Merda”. Ela estava na sua frente, à maldita Weasel-fêmea-eu-amo-o-Potter.


Perguntava-se furiosamente o que ela estava fazendo ali, deveria estar com sua família; leia-se: sua mãe gorda e seus trinta irmãos -, lutando junto ao Cicatriz contra o Cara de Cobra. A garota fechou a porta do lavabo, sua expressão era levemente enojada, sentia-se mal por viajar naquele trem, mal começara a andar e o enjôo tomara conta dela. Caminhou pelo corredor em direção a seu acento até ser surpreendida pelo loiro a sua frente, seus olhos arregalaram, soltou um palavrão baixo, antes de se virar de maneira brusca andando rapidamente em direção ao vagão-restaurante.

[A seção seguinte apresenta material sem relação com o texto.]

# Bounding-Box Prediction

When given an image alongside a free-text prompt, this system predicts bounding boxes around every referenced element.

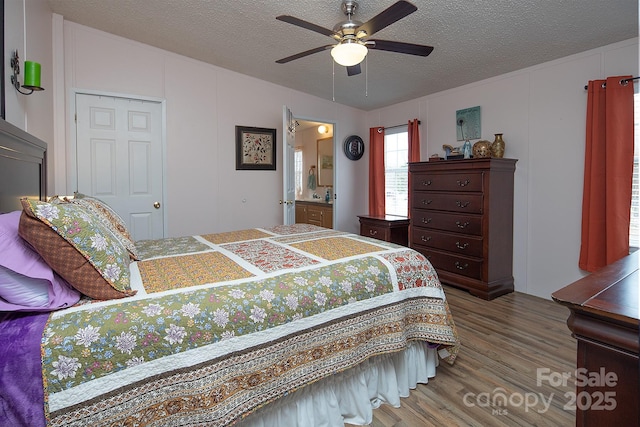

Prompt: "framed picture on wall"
[236,126,276,170]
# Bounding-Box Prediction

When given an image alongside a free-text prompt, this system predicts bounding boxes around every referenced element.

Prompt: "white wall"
[54,20,366,236]
[367,39,638,298]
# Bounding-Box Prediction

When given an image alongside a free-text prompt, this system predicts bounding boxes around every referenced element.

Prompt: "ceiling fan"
[276,0,433,76]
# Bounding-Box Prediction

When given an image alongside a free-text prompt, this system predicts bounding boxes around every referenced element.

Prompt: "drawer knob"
[456,242,469,249]
[455,261,469,270]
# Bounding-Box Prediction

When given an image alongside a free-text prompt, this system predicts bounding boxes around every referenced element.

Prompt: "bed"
[0,123,459,427]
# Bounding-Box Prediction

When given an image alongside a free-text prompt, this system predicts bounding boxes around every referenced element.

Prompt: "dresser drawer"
[411,227,482,258]
[411,209,482,236]
[411,172,483,192]
[412,191,482,214]
[415,245,482,280]
[360,224,389,242]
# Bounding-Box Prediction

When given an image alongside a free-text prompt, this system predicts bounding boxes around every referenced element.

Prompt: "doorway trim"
[290,112,341,224]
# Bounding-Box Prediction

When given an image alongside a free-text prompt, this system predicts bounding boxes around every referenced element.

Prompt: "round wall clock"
[344,135,364,160]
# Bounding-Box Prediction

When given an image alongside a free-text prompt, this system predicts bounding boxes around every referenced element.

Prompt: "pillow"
[0,265,49,308]
[64,193,140,261]
[18,199,136,300]
[0,211,80,311]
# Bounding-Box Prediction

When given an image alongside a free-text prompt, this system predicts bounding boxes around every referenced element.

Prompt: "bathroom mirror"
[317,138,333,186]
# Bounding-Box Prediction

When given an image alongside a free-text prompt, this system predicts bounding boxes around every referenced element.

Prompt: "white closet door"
[76,94,164,241]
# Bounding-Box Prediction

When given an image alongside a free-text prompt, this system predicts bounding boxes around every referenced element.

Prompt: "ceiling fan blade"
[276,44,334,64]
[276,15,340,40]
[356,0,418,37]
[347,64,362,76]
[367,40,433,56]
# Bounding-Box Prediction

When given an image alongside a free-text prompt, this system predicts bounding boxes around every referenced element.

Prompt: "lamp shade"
[331,41,367,67]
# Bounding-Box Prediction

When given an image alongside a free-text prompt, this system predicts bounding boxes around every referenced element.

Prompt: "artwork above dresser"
[409,158,517,299]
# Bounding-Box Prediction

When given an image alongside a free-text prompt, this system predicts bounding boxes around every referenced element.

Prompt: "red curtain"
[407,119,420,217]
[369,127,385,216]
[578,76,633,272]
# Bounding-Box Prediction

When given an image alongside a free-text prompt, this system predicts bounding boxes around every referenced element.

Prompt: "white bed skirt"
[237,341,438,427]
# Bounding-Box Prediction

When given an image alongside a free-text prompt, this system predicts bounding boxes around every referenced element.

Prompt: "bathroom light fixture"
[331,39,368,67]
[11,50,44,95]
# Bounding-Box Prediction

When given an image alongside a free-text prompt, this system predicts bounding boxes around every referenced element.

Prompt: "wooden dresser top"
[551,251,640,329]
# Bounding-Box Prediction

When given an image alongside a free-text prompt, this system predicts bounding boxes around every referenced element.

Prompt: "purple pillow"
[0,211,80,311]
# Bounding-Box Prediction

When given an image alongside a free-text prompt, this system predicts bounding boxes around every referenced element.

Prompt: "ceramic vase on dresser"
[491,133,504,159]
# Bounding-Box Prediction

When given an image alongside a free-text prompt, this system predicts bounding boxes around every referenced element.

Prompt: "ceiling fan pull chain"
[331,59,336,102]
[364,56,369,98]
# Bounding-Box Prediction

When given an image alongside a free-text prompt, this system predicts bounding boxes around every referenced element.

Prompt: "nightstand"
[358,215,409,246]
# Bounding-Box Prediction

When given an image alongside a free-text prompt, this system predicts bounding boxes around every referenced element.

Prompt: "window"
[629,93,640,248]
[293,147,302,197]
[384,126,409,216]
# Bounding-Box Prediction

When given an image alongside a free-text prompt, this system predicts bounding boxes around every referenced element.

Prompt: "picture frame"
[456,106,481,141]
[236,126,276,170]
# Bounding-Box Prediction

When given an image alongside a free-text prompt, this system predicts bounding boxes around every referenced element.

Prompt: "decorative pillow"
[0,211,80,311]
[0,265,50,308]
[64,193,140,261]
[18,199,136,300]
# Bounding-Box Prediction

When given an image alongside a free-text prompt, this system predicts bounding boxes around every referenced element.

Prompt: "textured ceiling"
[48,0,638,110]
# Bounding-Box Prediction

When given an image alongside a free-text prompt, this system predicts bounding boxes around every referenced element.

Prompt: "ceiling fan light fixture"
[331,40,367,67]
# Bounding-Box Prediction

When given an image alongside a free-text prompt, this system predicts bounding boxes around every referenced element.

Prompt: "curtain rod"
[584,77,640,90]
[382,120,422,129]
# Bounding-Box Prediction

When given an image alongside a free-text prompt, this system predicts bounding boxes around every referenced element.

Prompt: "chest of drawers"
[409,158,517,299]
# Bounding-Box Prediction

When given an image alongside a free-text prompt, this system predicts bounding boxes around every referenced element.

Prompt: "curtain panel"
[369,127,385,216]
[578,76,633,272]
[407,119,420,218]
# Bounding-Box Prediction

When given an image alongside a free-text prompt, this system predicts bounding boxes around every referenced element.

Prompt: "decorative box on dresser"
[409,158,517,299]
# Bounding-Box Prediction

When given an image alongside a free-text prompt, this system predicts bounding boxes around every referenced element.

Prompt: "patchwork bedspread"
[42,224,458,426]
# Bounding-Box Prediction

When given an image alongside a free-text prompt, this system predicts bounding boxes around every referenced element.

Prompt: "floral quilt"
[42,224,459,426]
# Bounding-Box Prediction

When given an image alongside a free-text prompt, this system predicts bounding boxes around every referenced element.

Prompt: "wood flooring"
[347,286,577,427]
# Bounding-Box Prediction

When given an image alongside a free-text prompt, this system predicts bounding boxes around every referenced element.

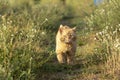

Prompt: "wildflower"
[45,18,48,21]
[41,31,45,35]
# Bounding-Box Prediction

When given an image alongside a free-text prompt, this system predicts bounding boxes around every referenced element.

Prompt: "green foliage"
[86,0,120,30]
[87,0,120,79]
[0,0,63,80]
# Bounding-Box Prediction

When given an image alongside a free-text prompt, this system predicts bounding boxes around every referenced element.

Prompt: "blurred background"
[0,0,120,80]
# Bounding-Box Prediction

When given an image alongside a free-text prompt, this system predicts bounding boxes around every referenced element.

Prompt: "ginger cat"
[56,25,76,64]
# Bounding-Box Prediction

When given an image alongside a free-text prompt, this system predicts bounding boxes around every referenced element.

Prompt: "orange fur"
[56,25,76,64]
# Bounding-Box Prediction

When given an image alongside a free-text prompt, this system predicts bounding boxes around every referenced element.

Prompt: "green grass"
[0,0,120,80]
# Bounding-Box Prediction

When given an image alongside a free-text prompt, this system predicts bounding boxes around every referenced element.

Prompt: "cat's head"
[59,25,76,44]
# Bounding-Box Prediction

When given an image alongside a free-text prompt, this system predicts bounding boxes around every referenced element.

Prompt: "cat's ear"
[59,24,64,34]
[72,27,76,31]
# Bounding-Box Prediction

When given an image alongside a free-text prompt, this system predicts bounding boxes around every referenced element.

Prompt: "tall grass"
[0,0,63,80]
[87,0,120,80]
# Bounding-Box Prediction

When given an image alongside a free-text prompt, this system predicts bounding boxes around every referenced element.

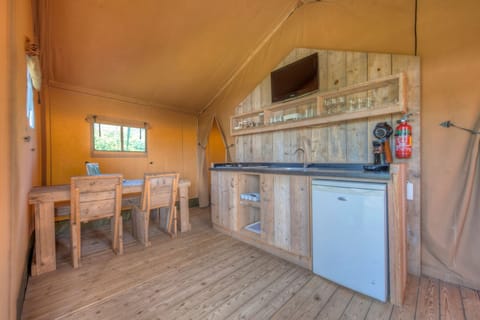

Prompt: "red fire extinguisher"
[395,113,412,159]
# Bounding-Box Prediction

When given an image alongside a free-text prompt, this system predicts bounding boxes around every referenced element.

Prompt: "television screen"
[270,53,318,102]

Correu o máximo que pôde atrás dela. Seus planos foram por água abaixo. A maldita Weasley contaria para sua família onde ele estava e todos ficariam sabendo onde o esperto – ele não era covarde - do Malfoy se meteu. Estava preocupado, óbvio que estaria. Enfim chegou a porta do vagão-restaurante, que ele abriu rapidamente procurando por uma cabeça ruiva no local.


Avistou-a no final do vagão, sentada a uma mesa, com o cardápio tampando a cara, e olhando de esguelha na maneira menos discreta possível, temendo que o loiro a encontrasse.


Tarde demais, ele a viu.


“Weasley!” Gritou, atraindo o olhar de todos do local. “Weasley!” Repetiu um pouco mais baixo, aproximando-se de onde ela estava. “Weasley, já sei que é você. Tira isso da cara.” Sentou-se na mesma mesa que ela, baixando o cardápio do rosto da garota.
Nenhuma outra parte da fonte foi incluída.